By Mark Krikorian on May 8, 2014

I was among a small group of immigration hawks who met with Homeland Security Secretary Jeh Johnson yesterday. (He met separately with family members of Americans killed by illegal aliens, including from The Remembrance Project.)

The secretary's office likely agreed to the meeting, which came at my office's request, as part of its review of deportation policies ordered by the president. I'm under no illusion that our comments will change the outcome of the review in any way, but it was still worth doing.

One of the points I stressed was the insufficiency of the department's enforcement priorities. Unless an illegal immigrant falls into one of three priorities, "your odds of getting deported are close to zero," in the words of the recently departed head of Immigration and Customs Enforcement. Priority 1 is "Aliens who pose a danger to national security or a risk to public safety" — terrorists and criminals (though ICE released 68,000 convicted criminals last year). Priority 2 is "Recent illegal entrants," which the White House wants to redefine as only those who came in the prior two weeks. And Priority 3, "Aliens who are fugitives or otherwise obstruct immigration controls" covers people who sneak back in after deportation (which is a felony) and those who go on the lam after being ordered deported (of whom there are close to 900,000). There have been suggestions that this last priority might simply be eliminated as part of the ongoing deportation review, though Johnson scoffed at the idea.

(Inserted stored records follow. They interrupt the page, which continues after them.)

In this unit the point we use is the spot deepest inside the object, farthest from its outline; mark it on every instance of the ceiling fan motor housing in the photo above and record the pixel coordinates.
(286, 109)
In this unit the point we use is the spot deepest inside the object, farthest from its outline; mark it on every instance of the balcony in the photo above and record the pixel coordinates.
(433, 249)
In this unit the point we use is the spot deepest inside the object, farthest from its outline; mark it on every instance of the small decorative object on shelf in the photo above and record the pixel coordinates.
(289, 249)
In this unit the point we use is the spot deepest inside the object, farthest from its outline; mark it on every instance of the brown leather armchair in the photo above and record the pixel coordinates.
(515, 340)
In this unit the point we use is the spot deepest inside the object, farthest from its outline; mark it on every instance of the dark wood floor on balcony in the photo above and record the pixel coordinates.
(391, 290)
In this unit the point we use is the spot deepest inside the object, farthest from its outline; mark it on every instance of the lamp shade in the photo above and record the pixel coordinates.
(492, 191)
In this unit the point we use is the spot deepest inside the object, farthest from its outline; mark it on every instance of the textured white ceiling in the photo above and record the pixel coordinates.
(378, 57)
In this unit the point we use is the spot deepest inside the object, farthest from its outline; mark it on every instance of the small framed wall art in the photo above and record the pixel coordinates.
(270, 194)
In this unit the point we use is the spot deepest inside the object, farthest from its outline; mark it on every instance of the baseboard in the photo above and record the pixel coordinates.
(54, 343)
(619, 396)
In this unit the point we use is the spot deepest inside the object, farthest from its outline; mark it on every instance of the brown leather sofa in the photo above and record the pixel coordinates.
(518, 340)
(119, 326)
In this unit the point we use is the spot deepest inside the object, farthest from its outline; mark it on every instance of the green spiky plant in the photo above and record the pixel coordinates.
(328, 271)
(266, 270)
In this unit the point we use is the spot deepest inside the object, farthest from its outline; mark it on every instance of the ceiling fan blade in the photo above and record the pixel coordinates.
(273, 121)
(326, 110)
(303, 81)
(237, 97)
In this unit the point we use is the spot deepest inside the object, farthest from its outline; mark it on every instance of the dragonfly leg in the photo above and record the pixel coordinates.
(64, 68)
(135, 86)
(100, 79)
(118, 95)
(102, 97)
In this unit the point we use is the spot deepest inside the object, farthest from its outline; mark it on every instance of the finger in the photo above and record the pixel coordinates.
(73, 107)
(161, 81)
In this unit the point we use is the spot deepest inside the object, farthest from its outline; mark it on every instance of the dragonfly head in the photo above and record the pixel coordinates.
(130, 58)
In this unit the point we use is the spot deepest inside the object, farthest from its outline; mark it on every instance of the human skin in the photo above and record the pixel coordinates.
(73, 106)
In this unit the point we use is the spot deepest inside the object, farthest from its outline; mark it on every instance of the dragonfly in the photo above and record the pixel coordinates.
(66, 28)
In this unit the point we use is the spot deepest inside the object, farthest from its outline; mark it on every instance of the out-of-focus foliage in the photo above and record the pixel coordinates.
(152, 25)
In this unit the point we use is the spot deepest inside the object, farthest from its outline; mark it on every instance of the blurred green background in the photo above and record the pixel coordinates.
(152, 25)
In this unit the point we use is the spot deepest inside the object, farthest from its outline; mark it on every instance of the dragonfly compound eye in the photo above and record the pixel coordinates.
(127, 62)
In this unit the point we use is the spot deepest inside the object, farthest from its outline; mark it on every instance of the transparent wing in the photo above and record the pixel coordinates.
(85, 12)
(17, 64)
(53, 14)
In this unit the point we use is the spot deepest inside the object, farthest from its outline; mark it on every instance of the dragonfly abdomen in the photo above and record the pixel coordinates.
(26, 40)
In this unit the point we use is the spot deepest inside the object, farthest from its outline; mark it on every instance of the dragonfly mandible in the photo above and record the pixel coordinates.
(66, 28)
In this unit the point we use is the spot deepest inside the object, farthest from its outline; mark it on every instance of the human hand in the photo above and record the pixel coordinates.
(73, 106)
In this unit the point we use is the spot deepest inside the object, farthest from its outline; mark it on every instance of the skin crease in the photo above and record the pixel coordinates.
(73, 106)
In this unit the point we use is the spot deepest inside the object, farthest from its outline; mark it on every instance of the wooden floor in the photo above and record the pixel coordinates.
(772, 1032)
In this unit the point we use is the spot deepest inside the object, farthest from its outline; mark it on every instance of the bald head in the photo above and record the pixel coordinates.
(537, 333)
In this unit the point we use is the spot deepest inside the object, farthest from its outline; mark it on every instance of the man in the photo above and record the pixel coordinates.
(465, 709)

My point was this — priorities and discretion are necessary in any law-enforcement agency and, indeed, in any area of life. But enforcement priorities can actually hamper enforcement when people falling under those priorities are the only people who have to worry about the rules. State troopers, for instance, will obviously prioritize the pursuit of a burning semi careening across the highway or a van containing gunmen firing on a playground. But if those are the only people who have to worry about traffic laws, then the deterrent for regular drivers to obey the speed limits and other traffic laws evaporates. Likewise with taxes; the IRS obviously places a high priority on going after money-laundering mobsters, terrorist financiers, and other malefactors. But there are still random audits and other enforcement, to serve as a deterrent to illegal tax-avoidance by regular people.

But under the current administration, there is basically no random enforcement of immigration law. Which is to say there's little to deter a regular foreigner, who's not a terrorist or drug dealer, from entering or remaining illegally. And that's why there's a surge of Central American illegal immigration in South Texas and why Mexican illegal immigration is also picking back up.

So whatever enforcement priorities DHS (or any other agency) adopts, one of those priorities has to be enforcing the rules against a non-trivial number of people who don't fall under the other priorities. Otherwise, the law is just for show.